Otro
Analysis of insurance claims data based on networks
Autor
Moreno Vásquez, Manuel Alejandro
Institución
Resumen
Este trabajo propone una metodología estadística para el aprendizaje de codificaciones relacionales de variables influyentes de alta cardinalidad para clasificación binaria supervisada. La codificación clasifica las categorías según su importancia relativa para obtener el resultado de interés en los datos de entrenamiento utilizando el algoritmo de PageRank personalizado para redes bipartitas. Para la obtención de los puntajes se realiza un análisis diádico de redes bipartitas construidas sobre las relaciones entre las categorías en estudio, enriqueciendo la interpretabilidad de las estructuras intrínsecas de la variable objetivo en el proceso de formación. Una aplicación de la metodología propuesta es la clasificación supervisada para la detección de fraudes. Se realiza un caso de estudio experimental con un escenario de detección de fraude de seguros de automóviles para comparar el rendimiento de las técnicas de codificación.
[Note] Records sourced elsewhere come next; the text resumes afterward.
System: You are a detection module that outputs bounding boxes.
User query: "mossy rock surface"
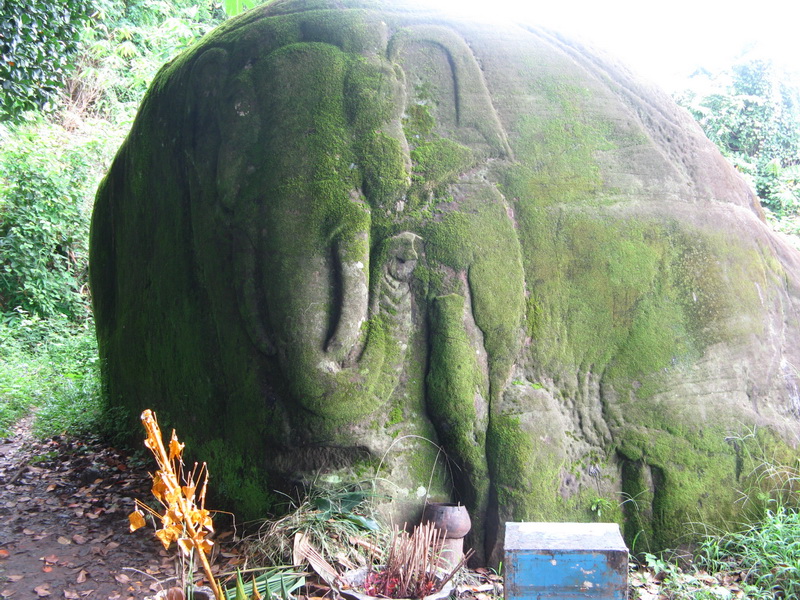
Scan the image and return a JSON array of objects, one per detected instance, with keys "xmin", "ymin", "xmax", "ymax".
[{"xmin": 91, "ymin": 0, "xmax": 800, "ymax": 559}]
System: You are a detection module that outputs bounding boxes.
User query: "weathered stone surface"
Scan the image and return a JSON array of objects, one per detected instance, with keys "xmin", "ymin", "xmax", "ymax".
[{"xmin": 91, "ymin": 0, "xmax": 800, "ymax": 554}]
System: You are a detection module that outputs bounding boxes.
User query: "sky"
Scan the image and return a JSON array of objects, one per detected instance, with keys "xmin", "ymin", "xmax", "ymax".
[{"xmin": 436, "ymin": 0, "xmax": 800, "ymax": 92}]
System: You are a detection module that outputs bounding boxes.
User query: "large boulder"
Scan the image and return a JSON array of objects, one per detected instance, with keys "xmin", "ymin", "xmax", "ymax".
[{"xmin": 91, "ymin": 0, "xmax": 800, "ymax": 557}]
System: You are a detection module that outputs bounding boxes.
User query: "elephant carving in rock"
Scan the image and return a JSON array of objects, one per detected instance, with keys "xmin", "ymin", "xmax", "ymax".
[{"xmin": 91, "ymin": 0, "xmax": 800, "ymax": 559}]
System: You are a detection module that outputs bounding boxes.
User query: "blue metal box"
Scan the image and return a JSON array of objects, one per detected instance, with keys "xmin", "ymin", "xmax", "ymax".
[{"xmin": 504, "ymin": 523, "xmax": 628, "ymax": 600}]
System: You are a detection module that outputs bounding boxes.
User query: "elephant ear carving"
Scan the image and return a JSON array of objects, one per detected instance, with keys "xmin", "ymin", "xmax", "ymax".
[{"xmin": 389, "ymin": 25, "xmax": 512, "ymax": 158}]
This work proposes a statistical methodology for learning relational encodings
of influential high dimensional variables for supervised binary classification. The encoding
ranks the categories according to its relative importance for obtaining the outcome
of interest in the training data using a personalized PageRank algorithm for bipartite
networks. For obtaining the scores, a dyadic analysis of the bipartite networks constructed
on the relationships among the categories under study is made, enriching the knowledge
and interpretability of the intrinsic structures of the target variable in the training
process.
Binary classification tasks account for a high percentage of applications of predictive
modelling in industries such as insurance, banking, telecommunications, etc. The hardship
that the curse of dimensionality carries in widespread statistical learning algorithms
makes it necessary to explore encoding alternatives to dummy and other ad hoc methods
in the literature. The proposed methodology brings a statistically driven and structure
oriented representation of categorical variables that can be fed into supervised learning
binary classification models.
An application of the proposed methodology is supervised classification for fraud
detection. Fraud is a social phenomena with several impacts in which active research
is made from the statistical and network community. Insurance companies are highly
exposed to fraudulent claims and the nature of the data required for its analysis is mostly
qualitative. An experimental case study is conducted with an automobile insurance
fraud detection scenario for comparing the performance of the proposed methodology for
bipartite encoding and the popular target encoding (Micci-Barreca, 2001). The empirical
results show that the bipartite networks encoding can help random forest models to lower
the false positive rate. This encoding also highlights relations among categorical variables,
making it more interpretable than some of the popular methods in the statistical learning
community.